If it were published in this format it would shut the door on those pressing for a multiple-choice referendum where voters are allowed to separately vote for each of the contentious issues.
After publication of the question the IIEC shall, within 14 days, announce the referendum date through a gazette notice alongside the campaign period.
The law also requires that within 14 days of framing of the referendum question, voter registration be halted. Manual voter registration ends today while the electronic exercise stops on May 21.
Wako waited up to the end of the 30 days given him to publish the draft after receiving it from PSC to allow for longer registration.
Upon publication of the Proposed Constitution, Committee of Experts shall facilitate civic education –involving non-State actors to avoid prejudice – for 30 days.
IIEC shall, within 60 days of the publication of the Proposed Constitution, hold a referendum. Following publication IIEC will fire the starter gun for official campaigns even as both camps have hit the campaign trail.

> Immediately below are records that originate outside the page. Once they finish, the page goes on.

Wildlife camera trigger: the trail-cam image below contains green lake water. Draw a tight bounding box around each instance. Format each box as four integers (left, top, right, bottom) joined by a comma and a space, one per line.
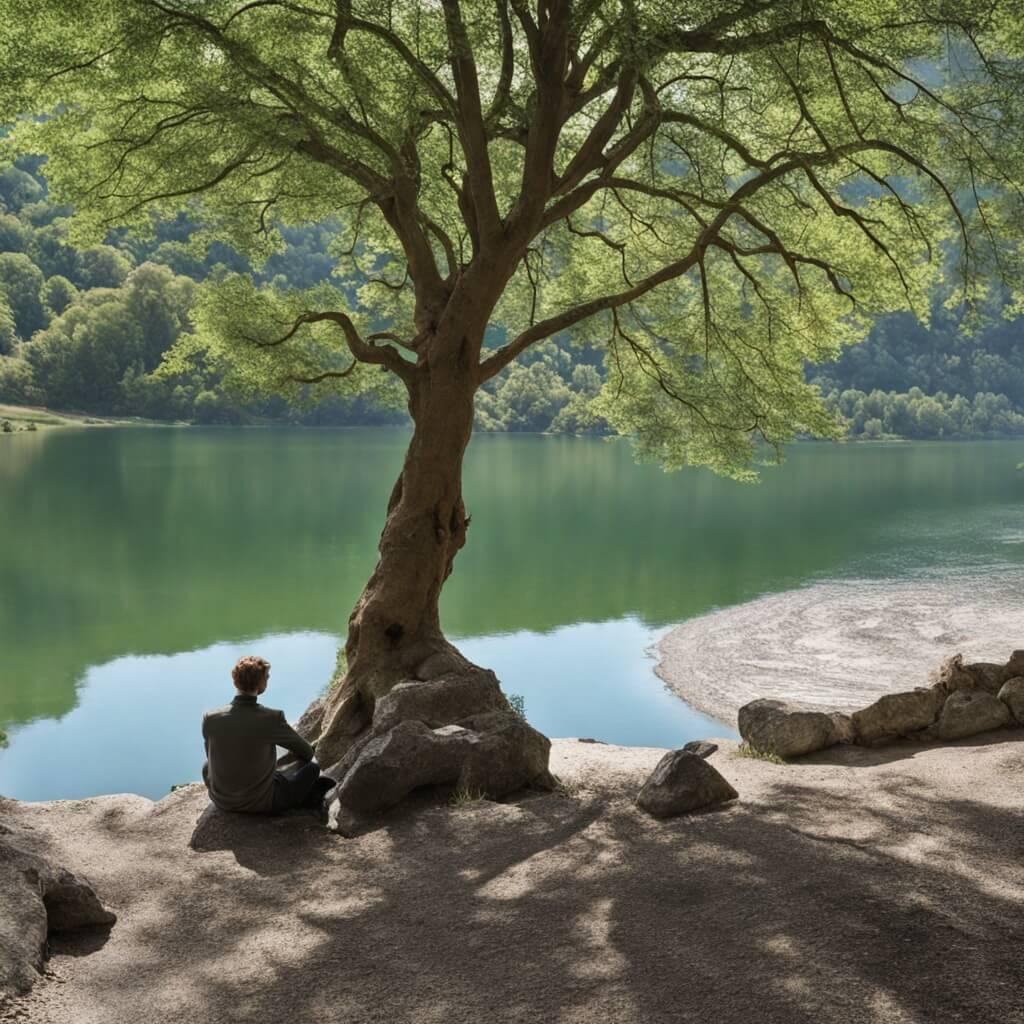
1, 428, 1022, 800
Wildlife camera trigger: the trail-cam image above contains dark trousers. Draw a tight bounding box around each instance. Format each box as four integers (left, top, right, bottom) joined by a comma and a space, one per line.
272, 761, 324, 813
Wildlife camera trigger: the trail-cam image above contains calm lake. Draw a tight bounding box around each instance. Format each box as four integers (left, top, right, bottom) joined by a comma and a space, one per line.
1, 428, 1022, 800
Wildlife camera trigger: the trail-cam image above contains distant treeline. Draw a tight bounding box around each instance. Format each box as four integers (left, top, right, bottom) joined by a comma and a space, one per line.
2, 155, 1024, 439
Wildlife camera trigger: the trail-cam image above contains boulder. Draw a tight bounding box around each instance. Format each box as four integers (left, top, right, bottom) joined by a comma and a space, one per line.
852, 687, 945, 745
0, 836, 115, 997
636, 750, 738, 818
828, 712, 857, 745
682, 740, 719, 759
370, 670, 508, 737
455, 710, 554, 794
997, 676, 1024, 725
935, 653, 1014, 695
936, 690, 1012, 741
963, 662, 1008, 695
737, 699, 840, 758
330, 713, 551, 818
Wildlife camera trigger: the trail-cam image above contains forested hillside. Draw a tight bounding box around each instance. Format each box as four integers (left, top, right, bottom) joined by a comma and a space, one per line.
1, 155, 1023, 438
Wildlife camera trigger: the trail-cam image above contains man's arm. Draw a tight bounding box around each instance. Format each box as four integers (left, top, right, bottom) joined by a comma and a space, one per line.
270, 711, 316, 762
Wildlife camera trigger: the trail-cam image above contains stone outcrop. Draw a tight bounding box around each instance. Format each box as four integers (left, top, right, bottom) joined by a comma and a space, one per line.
682, 740, 719, 759
997, 677, 1024, 725
935, 653, 1019, 695
936, 690, 1012, 741
328, 713, 552, 824
852, 688, 945, 746
315, 667, 552, 829
636, 750, 738, 818
0, 834, 116, 997
737, 699, 843, 759
738, 649, 1022, 759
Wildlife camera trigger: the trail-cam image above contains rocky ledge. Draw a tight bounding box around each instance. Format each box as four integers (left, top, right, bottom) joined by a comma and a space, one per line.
0, 819, 116, 1000
738, 649, 1024, 758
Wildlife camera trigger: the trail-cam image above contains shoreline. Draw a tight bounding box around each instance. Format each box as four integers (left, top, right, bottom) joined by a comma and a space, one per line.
655, 573, 1024, 725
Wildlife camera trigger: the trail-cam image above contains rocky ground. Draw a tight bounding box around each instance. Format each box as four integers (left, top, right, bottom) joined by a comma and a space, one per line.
2, 734, 1023, 1024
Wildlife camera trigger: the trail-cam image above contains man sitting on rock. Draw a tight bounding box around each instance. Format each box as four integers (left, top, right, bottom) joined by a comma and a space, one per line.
202, 655, 334, 814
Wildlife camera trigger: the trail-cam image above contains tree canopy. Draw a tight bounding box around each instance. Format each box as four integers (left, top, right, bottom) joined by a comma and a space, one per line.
4, 1, 1024, 471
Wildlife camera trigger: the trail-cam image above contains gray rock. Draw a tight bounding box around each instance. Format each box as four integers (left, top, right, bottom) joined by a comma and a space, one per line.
852, 687, 945, 745
934, 653, 977, 693
294, 696, 326, 743
936, 690, 1012, 741
997, 676, 1024, 725
325, 803, 376, 838
456, 711, 553, 794
636, 750, 738, 818
935, 653, 1012, 695
737, 699, 839, 758
828, 712, 857, 745
0, 836, 116, 997
963, 662, 1008, 695
332, 713, 551, 815
682, 740, 719, 759
371, 670, 508, 736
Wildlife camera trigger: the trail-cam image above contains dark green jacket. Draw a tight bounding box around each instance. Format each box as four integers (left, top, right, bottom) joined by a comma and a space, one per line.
202, 694, 315, 813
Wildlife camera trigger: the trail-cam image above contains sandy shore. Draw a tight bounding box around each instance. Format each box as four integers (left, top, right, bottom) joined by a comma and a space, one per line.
3, 734, 1023, 1024
656, 574, 1024, 725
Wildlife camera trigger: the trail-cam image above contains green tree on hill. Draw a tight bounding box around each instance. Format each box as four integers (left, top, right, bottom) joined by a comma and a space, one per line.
5, 1, 1024, 765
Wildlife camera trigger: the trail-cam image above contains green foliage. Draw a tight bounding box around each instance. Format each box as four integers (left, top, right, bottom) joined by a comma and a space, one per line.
735, 743, 786, 765
4, 3, 1024, 461
448, 784, 487, 808
0, 251, 46, 338
40, 273, 77, 315
825, 387, 1024, 439
505, 692, 526, 720
0, 296, 15, 355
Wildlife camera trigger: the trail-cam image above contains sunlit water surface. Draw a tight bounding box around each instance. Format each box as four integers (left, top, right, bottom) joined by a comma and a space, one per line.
1, 429, 1021, 799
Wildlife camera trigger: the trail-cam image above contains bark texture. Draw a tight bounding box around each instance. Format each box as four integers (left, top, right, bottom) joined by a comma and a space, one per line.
313, 326, 501, 771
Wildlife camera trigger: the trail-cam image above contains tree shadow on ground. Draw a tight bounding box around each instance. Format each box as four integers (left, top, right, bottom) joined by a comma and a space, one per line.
800, 726, 1024, 768
14, 739, 1024, 1024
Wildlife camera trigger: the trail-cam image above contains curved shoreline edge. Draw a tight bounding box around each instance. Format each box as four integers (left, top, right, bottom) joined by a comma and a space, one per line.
655, 573, 1024, 726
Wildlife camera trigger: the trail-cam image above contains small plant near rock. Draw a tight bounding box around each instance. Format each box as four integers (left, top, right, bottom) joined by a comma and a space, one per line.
25, 421, 37, 431
0, 728, 7, 748
553, 775, 583, 798
1, 419, 12, 433
449, 784, 487, 808
735, 743, 786, 765
169, 783, 189, 792
505, 692, 526, 719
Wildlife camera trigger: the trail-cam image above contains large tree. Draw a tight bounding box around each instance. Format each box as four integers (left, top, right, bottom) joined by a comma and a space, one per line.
4, 1, 1024, 769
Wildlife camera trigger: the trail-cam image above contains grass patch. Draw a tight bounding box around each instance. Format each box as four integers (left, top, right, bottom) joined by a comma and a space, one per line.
449, 784, 487, 808
735, 743, 787, 765
553, 775, 583, 798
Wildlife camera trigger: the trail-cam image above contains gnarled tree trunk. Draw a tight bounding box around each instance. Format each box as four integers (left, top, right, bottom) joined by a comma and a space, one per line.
312, 331, 486, 768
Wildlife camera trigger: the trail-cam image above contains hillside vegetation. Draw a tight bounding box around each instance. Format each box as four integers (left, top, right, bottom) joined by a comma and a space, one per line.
1, 157, 1023, 439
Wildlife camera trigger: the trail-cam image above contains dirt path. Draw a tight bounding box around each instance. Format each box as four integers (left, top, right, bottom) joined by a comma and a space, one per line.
3, 735, 1023, 1024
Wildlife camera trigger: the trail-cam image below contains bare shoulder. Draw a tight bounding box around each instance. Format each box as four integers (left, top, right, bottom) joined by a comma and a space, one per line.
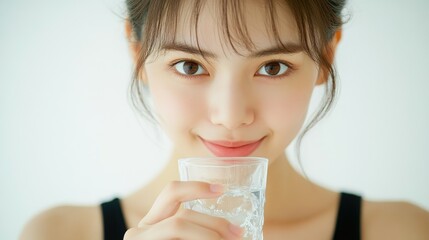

President Kibaki and Prime Minister Raila Odinga are leading the Cabinet in drumming up support for the Proposed Constitution, while Higher Education Minister William Ruto has emerged as the political face of the ‘No’ camp.
Meanwhile at a press conference in Nairobi, European Union head of delegation to Kenya, Eric van der Linden, said EU shall remain neutral in the referendum campaign, but will support civic education.
"We are not supporting ‘Yes’ or ‘No’, but since the constitutional reform is part of the Agenda Four in the National Peace Accord, we would want to support civic education for a successful process," said Mr Linden
EU also asked the Government and IIEC to level the playing ground for both camps to ensure free and fair referendum.
"We know Kenya has a great deal of enthusiasm for a new constitution therefore both sides need to be given a fair chance for putting forward their arguments in a proper manner," said Laetitia Van den Assum, the Dutch envoy to Kenya.
"There has been a lot of misinformation, especially on issues of land and the Bill of Rights … civic education is important to make sure that people make an informed decision," argued Mr Assum.
PSC said both camps have the right to conduct their campaigns but the discourse should be peaceful and frank. "While people have the right to interpret the Proposed Constitution it should be done properly, devoid of distortions. There is a lot of distortions going on," Abdikadir said.
He said people should be alert to the law against hate speech so the country was not polarised.
Constitutional Affairs Minister Mutula Kilonzo pleaded with aggrieved parties to compromise for the sake of concluding the 20-year search for a new constitution.
"If your view is not accommodated, please do not scuttle the process," he said.
On claims foreign donors were pumping funds to the ‘No’ campaign, the minister asked Kenyans to "take the dollars" but vote with their conscience.
Mr Mutula reiterated it was too late to make any changes since that would require amending section 47(A) of the Constitution.